The Inmates Are Running the Asylum

Alan Cooper is one of my favorite writers because he forces me to think, and think, and think. I reread his book The Inmates Are Running the Asylum because I'm looking for better ways to develop and this book is full of better ways.

The book's premise is that software development is broken because the technologists are in control. Not because the technologist have seized control, but because the industry has abdicated to the programmers the responsibility of what to develop:
In the past, executives assumed that interaction design was a programming problem and delegated it to programmers who diligently tried to solve the problem even though their skills, training, mindset and work schedule prevented them from succeeding.

The intractability of the software-construction process - particularly the high cost of programming and the low quality of interaction - is simply not a technical problem. It is the result of business practices imposed on a discipline - software programming - for which they are obsolete. With pure hearts, the best of intentions, and the blessing of upper management, programmers attempt to fix this problem by engineering even harder. But more or better engineering cannot solve these problems.

Programmers are not given sufficient time, clear enough direction, or adequate designs to enable them to succeed. These three things are the responsibility of business executives, and they fail to deliver them for preventable reasons.

We can create powerful and pleasurable software-based products by the simple expedient of designing our computer-based products before we build them. Contrary to the popular belief, we are not already doing so. Designing interactive, software-based products is a specialty as demanding as constructing them.

The book's theme is that interactive products need a specialized design process and that the quality of software will improve by focusing initially on interaction design, which is not the same as interface design:
...interaction design refers to the selection of behavior, function, and information and their presentation to users.

[Cooper] prefer[s] the term "interaction design" over the term "interface design" because interface suggests that you have code over here, people over there, and an interface in between that passes messages between them. It implies that only the interface is answerable to the users' needs.

Interaction designers work from the outside in, starting from the goals the user is trying to achieve, with an eye toward the broader goals of the business, the capabilities of the technology, and the component tasks.

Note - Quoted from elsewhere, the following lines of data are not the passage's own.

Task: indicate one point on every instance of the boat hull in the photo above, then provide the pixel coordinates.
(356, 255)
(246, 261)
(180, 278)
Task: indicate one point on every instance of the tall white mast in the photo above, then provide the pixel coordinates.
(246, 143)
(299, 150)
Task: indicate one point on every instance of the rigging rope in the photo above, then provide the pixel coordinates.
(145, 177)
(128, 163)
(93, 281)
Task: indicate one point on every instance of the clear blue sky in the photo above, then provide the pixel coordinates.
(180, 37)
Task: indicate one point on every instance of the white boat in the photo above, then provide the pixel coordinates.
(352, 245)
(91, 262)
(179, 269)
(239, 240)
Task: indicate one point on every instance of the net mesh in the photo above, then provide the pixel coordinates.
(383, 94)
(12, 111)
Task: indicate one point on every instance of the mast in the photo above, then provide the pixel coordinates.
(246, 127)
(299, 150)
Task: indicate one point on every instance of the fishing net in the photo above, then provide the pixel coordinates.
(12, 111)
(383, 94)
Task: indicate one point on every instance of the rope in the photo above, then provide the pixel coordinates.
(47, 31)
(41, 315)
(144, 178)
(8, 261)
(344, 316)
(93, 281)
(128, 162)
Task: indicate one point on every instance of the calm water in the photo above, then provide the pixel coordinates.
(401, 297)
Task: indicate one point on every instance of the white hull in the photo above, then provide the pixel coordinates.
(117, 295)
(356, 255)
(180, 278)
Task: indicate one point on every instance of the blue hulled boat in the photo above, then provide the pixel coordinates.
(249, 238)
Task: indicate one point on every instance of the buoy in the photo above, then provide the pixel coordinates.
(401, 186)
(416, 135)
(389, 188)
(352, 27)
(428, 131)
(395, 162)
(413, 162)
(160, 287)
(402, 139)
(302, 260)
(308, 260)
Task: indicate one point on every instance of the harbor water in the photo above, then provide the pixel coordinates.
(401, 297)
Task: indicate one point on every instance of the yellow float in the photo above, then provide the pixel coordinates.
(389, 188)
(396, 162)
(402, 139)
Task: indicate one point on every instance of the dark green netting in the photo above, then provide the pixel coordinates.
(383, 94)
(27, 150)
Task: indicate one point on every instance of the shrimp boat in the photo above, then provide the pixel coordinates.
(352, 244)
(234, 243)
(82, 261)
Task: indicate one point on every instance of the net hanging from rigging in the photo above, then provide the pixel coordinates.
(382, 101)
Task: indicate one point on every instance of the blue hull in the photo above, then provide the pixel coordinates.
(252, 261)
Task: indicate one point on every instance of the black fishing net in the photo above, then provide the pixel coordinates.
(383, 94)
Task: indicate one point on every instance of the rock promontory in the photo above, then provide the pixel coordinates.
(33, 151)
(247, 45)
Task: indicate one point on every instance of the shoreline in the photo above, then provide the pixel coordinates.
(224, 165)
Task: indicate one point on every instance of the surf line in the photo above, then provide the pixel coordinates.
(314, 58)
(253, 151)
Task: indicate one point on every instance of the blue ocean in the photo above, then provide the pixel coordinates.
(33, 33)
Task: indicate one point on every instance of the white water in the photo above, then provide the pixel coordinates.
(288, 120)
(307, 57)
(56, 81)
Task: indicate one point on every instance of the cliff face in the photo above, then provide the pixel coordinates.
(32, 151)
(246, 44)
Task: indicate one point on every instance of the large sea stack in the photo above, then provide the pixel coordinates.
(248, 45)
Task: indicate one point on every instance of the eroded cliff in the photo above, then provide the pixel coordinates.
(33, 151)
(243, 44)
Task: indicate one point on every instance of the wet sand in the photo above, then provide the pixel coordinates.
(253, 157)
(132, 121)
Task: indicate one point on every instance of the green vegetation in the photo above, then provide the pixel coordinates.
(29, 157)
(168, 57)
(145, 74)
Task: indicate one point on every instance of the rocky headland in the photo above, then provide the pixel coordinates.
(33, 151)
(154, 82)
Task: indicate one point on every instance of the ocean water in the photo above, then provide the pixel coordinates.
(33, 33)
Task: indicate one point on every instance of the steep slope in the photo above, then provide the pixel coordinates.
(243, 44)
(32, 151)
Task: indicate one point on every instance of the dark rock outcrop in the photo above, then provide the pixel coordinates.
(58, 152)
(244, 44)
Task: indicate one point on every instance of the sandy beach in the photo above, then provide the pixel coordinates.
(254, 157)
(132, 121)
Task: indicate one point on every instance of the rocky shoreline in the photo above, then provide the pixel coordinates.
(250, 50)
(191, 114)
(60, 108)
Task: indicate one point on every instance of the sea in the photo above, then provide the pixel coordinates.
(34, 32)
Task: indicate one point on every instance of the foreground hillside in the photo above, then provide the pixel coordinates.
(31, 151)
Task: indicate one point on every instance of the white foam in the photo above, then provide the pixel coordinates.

Things important for an interaction designer: a strong understanding of what programmers actually do, understanding of interaction design principles and methods, along with a taxonomy for understanding their users.

This book is one of my all-time favorites. It is riveting, entertaining, informative and thought-provoking.

The forwards (there are two) are excellent at setting the context for the book and should be required reading for everyone in the software development field.

My favorite chapter is the first, Riddles For the Information Age, which explores and answers the question of what happens when you cross a computer with anything else.